One of the rarest silver dollars is known as much for what was done to it as for what it is.

The 1804 silver dollar has been a fabled rarity for more than a century. While dated 1804, the coin was actually struck years later, first in the 1830s to provide gifts to foreign dignitaries, and later in the 1850s to satisfy well-connected collectors.

One of the most intriguing 1804 dollars is known as the Dexter specimen. You can tell it from all other 1804 dollars because James V. Dexter stamped a tiny D into the cloud below the O in OF on the reverse.

The counterstamp, curiously, does not detract from the coin’s value, but in its own way makes it more desirable because it now comes with a story.

The coin was the subject of controversy and accusation in the late 1800s. Its existence unknown to collectors, the coin surfaced at an 1884 auction in Berlin, of all places, where American dealers Henry and Samuel Chapman bought it for 900.5 marks, or about $225 U.S.

The next year the Philadelphia brothers sold it at auction.
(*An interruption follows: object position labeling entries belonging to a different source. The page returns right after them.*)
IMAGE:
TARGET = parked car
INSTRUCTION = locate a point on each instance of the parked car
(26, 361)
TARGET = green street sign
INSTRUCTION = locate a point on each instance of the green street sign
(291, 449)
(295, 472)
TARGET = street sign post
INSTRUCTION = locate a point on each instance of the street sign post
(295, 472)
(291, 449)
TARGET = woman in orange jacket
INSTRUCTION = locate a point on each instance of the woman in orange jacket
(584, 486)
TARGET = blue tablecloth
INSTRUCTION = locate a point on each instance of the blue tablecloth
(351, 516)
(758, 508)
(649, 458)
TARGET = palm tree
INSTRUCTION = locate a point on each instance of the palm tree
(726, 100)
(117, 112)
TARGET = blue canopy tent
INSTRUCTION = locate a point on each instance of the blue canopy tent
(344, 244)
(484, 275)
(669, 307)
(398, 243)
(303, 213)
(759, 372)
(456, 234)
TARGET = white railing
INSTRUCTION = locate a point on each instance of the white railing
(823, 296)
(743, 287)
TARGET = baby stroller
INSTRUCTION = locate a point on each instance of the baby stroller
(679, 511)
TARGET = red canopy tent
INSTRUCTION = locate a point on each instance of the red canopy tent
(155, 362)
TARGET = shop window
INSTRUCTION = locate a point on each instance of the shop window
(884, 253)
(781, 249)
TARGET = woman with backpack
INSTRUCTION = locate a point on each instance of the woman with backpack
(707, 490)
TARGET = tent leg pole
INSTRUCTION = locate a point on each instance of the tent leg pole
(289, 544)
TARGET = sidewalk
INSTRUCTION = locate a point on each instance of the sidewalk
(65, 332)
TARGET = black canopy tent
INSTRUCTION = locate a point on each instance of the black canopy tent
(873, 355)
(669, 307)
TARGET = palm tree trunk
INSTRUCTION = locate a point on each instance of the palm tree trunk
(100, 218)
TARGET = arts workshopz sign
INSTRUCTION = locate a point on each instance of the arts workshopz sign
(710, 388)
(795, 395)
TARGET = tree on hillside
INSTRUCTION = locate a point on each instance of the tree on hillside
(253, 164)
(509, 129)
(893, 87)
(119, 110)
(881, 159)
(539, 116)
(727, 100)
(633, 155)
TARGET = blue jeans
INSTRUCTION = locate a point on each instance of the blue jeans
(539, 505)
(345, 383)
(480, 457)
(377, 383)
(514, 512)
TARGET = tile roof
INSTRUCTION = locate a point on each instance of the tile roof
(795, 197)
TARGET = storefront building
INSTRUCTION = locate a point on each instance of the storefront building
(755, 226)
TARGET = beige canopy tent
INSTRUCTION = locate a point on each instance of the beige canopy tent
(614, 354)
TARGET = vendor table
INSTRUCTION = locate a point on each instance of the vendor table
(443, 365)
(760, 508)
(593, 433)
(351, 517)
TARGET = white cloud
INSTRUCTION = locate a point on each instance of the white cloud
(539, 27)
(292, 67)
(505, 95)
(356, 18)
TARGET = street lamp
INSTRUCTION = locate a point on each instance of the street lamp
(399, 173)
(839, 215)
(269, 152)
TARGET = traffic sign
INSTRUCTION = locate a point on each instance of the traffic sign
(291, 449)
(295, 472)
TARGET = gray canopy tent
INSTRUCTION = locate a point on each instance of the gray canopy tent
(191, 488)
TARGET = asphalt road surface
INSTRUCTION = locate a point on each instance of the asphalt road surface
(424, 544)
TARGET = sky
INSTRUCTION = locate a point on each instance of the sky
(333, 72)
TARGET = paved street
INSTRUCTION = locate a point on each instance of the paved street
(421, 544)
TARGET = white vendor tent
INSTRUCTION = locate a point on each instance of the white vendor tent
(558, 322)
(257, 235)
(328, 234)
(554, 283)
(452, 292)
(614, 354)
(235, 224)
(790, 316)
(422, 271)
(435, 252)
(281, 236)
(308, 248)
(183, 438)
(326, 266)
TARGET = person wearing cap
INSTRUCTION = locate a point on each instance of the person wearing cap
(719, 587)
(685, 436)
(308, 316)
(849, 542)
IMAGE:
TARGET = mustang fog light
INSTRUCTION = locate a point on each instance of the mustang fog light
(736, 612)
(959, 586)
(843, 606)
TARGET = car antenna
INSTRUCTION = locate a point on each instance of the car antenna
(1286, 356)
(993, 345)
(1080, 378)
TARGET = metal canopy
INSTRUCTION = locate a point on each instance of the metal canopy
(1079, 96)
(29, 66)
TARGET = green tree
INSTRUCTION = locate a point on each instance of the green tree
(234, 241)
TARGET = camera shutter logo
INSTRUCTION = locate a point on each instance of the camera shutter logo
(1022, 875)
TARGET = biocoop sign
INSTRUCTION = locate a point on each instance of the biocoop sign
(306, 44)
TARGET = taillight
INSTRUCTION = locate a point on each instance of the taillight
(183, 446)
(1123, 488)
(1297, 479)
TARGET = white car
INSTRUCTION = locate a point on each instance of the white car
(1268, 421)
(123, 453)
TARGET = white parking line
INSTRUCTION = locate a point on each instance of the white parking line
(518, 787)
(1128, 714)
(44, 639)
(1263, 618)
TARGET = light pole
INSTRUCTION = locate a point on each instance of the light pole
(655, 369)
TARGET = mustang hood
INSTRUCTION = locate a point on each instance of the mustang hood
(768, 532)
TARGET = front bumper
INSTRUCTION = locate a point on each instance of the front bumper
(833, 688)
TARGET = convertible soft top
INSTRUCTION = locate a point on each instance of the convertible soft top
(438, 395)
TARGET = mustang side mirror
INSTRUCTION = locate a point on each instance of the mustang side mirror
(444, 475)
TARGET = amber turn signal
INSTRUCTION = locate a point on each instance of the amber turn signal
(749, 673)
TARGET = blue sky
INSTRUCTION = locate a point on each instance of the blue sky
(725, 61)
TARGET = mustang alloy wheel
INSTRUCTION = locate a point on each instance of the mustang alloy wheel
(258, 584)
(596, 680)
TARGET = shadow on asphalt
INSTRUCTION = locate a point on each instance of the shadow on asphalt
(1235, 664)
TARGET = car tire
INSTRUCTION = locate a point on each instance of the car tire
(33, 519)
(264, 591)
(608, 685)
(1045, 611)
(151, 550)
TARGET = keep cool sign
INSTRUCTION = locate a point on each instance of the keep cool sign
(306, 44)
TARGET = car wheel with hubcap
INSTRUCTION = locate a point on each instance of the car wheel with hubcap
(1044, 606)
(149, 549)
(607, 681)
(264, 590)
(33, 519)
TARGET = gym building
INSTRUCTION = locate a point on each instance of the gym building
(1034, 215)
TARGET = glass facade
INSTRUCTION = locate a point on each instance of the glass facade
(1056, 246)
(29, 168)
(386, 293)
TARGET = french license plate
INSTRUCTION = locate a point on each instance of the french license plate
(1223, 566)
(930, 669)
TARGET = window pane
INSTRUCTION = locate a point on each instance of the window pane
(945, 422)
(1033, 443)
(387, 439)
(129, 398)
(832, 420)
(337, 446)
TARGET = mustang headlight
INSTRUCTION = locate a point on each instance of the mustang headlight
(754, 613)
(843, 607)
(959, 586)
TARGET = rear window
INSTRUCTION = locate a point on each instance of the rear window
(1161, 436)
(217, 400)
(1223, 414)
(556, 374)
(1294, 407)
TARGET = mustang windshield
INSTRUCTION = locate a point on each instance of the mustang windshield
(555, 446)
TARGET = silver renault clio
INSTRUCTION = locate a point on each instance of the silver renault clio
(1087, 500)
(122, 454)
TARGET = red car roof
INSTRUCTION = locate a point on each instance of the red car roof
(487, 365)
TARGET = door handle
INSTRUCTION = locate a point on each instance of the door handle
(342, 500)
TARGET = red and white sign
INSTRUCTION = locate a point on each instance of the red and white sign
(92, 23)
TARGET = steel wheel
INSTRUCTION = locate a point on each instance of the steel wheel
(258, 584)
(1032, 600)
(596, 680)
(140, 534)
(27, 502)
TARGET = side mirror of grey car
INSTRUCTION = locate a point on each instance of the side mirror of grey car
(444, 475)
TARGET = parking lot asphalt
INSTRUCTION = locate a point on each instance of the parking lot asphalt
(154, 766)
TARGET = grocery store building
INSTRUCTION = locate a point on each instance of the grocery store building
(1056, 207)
Bidding started at $500 (easily a year’s wages for a working man) and topped out at $1,000, with Dexter’s agent placing the winning bid.

The Coin Collector's Journal said the purchase price was “the highest price ever actually paid for a single coin.”

David Stone, Zeke Wischer, and John Sculley reported last year in Coin World , “The huge profit the Chapmans realized and the mysterious origin of the coin caused Dexter to become suspicious of its authenticity. He filed suit against the Chapman brothers for fraudulently selling the coin, which he believed to be a recent restrike, and was only mollified after a prolonged legal scuffle, when affidavits of authenticity signed by various Mint officials convinced him the coin was genuine.”

Dexter, who died in 1899, counterstamped the coin sometime during the 14 years he owned it with a tiny D so he could identity it if it were stolen.

The coin, which is currently graded Proof 65 by PCGS, changed hands twice this spring over one weekend. The coin fetched $3.29 million at the Friday March 31 Stack’s Bowers sale of the D. Brent Pogue collection. The buyers, who bought the coin on speculation, sold it that Sunday for an undisclosed price to well-known collector Bruce Morelan.